With setup complete enough, it was on to the problem we needed to solve. Our goal was to implement a set of three interrelated Internet drafts, one defining secondary certificates, one defining external authentication with TLS certificates, and a third permitting servers to advertise the websites they could serve.

External authentication is a TLS feature that permits a server or a client on an already opened connection to prove its possession of the private key of another certificate. This proof of possession is tied to the TLS connection, avoiding attacks on bearer tokens caused by the lack of this binding.

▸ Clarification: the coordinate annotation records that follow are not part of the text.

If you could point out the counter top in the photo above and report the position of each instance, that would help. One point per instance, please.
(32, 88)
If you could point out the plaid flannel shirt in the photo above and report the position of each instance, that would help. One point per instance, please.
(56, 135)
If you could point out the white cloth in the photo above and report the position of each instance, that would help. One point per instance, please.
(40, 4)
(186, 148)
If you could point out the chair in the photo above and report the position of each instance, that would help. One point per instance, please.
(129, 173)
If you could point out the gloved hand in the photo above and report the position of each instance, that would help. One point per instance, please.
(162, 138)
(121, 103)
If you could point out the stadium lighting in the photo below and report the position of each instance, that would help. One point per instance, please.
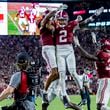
(91, 11)
(108, 23)
(105, 11)
(98, 23)
(102, 23)
(91, 24)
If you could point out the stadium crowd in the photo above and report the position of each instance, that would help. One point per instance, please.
(11, 45)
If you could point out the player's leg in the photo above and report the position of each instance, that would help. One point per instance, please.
(20, 22)
(26, 25)
(66, 100)
(71, 64)
(52, 77)
(88, 99)
(48, 53)
(49, 56)
(103, 94)
(50, 94)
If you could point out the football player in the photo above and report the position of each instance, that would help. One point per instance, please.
(102, 60)
(21, 15)
(65, 54)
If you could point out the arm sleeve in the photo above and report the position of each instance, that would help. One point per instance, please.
(15, 80)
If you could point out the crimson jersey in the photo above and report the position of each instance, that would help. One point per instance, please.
(31, 18)
(46, 36)
(21, 14)
(103, 66)
(64, 35)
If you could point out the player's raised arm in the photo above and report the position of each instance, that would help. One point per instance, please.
(84, 52)
(51, 14)
(93, 17)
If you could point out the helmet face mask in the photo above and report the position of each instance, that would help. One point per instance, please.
(61, 18)
(105, 45)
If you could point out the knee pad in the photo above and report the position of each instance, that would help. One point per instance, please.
(99, 106)
(55, 73)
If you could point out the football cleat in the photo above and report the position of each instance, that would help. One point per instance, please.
(45, 106)
(45, 98)
(72, 106)
(83, 102)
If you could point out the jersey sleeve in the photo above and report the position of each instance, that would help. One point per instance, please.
(15, 80)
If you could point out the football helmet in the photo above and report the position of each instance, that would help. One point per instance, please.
(61, 18)
(105, 44)
(22, 60)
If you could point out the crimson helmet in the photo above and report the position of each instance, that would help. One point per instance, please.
(61, 17)
(22, 60)
(105, 44)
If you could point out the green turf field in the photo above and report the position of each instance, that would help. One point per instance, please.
(56, 104)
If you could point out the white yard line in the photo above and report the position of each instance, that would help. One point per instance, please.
(15, 24)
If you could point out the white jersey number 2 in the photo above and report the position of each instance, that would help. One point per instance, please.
(63, 36)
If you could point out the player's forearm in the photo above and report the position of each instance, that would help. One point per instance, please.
(93, 17)
(47, 17)
(86, 54)
(4, 94)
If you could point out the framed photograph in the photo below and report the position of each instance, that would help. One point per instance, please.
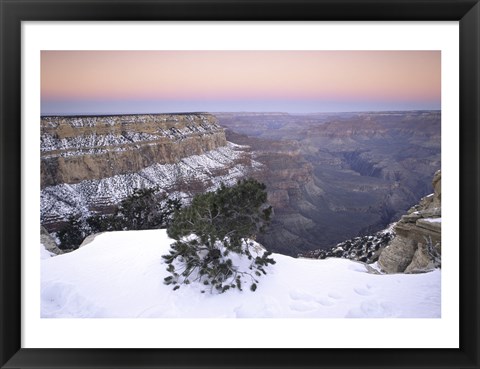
(239, 184)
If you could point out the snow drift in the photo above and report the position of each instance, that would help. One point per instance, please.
(120, 275)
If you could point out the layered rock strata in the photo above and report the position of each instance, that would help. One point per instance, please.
(417, 245)
(74, 149)
(89, 164)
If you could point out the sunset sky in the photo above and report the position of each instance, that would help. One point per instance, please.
(115, 82)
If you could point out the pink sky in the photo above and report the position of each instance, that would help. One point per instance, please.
(383, 79)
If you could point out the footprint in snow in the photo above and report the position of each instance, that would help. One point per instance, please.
(299, 295)
(335, 295)
(325, 301)
(372, 309)
(302, 307)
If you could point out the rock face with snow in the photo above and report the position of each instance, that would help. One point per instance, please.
(48, 242)
(90, 163)
(417, 245)
(366, 249)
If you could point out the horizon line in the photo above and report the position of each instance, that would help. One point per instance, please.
(235, 112)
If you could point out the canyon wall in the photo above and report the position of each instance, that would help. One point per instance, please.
(74, 149)
(91, 163)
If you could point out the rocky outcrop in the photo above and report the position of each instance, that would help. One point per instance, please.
(417, 245)
(48, 241)
(74, 149)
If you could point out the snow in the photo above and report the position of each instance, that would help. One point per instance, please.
(120, 275)
(44, 253)
(211, 168)
(433, 220)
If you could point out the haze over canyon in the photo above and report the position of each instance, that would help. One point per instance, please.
(329, 176)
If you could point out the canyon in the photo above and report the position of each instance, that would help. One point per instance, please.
(329, 177)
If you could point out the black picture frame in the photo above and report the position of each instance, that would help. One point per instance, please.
(12, 13)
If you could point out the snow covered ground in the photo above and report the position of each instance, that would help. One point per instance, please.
(120, 275)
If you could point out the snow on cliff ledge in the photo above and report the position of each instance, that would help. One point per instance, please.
(120, 275)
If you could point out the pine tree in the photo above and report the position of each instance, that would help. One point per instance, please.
(214, 226)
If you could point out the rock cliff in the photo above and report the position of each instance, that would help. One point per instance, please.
(91, 163)
(74, 149)
(417, 245)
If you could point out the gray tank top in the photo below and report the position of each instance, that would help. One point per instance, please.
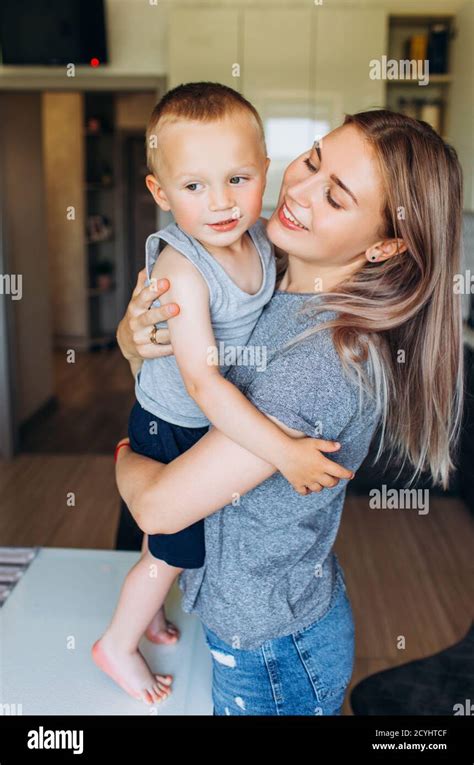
(159, 387)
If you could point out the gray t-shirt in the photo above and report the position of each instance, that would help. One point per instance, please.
(269, 568)
(159, 386)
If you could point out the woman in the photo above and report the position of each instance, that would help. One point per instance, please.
(363, 328)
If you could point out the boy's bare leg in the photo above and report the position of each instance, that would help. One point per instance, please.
(116, 652)
(160, 630)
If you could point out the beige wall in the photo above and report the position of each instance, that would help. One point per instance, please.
(25, 240)
(63, 145)
(132, 110)
(461, 125)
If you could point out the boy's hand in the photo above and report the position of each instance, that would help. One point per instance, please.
(308, 470)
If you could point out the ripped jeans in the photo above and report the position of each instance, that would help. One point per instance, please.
(305, 673)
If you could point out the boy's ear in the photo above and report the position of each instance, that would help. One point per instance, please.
(157, 192)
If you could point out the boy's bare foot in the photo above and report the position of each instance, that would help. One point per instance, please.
(161, 631)
(131, 672)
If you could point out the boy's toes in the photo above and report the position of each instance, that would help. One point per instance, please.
(147, 697)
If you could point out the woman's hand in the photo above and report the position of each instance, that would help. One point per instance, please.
(134, 330)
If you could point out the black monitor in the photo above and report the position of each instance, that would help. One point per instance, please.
(52, 32)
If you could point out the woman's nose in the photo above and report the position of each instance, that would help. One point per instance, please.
(303, 191)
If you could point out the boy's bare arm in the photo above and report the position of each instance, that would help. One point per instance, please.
(222, 402)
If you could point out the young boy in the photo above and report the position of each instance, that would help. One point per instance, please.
(207, 156)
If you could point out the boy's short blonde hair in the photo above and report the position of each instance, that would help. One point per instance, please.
(201, 101)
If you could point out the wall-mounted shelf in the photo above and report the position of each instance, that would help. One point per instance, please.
(425, 40)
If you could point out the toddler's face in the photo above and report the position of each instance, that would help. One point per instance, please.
(212, 177)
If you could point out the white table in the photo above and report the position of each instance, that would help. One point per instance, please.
(66, 598)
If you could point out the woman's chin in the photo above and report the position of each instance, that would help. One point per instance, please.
(275, 231)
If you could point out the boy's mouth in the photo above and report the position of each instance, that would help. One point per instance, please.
(225, 225)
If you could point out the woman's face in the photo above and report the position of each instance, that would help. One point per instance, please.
(330, 205)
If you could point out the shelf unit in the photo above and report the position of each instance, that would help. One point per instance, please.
(100, 189)
(427, 102)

Secondary certificates is an HTTP/2 feature enabling clients and servers to send certificates together with proof that they actually know the private key. This feature has many applications such as certificate-based authentication, but also enables us to prove that we are permitted to serve the websites we claim to serve.

The last draft was the HTTP/2 ORIGIN frame. The ORIGIN frame enables a website to advertise other sites that it could serve, permitting more connection reuse than allowed under the traditional rules. Connection reuse is an important part of browser performance as it avoids much of the setup of a connection.

These drafts solved an important problem for Cloudflare. Many resources such as JavaScript, CSS, and images hosted by one website can be used by others. Because Cloudflare proxies so many different websites, our servers have often cached these resources as well. Browsers though, do not know that these different websites are made faster by Cloudflare, and as a result they repeat all the steps to request the subresources again. This takes unnecessary time since there is an established and usable perfectly good connection already. If the browser could know this, it could use the connection again.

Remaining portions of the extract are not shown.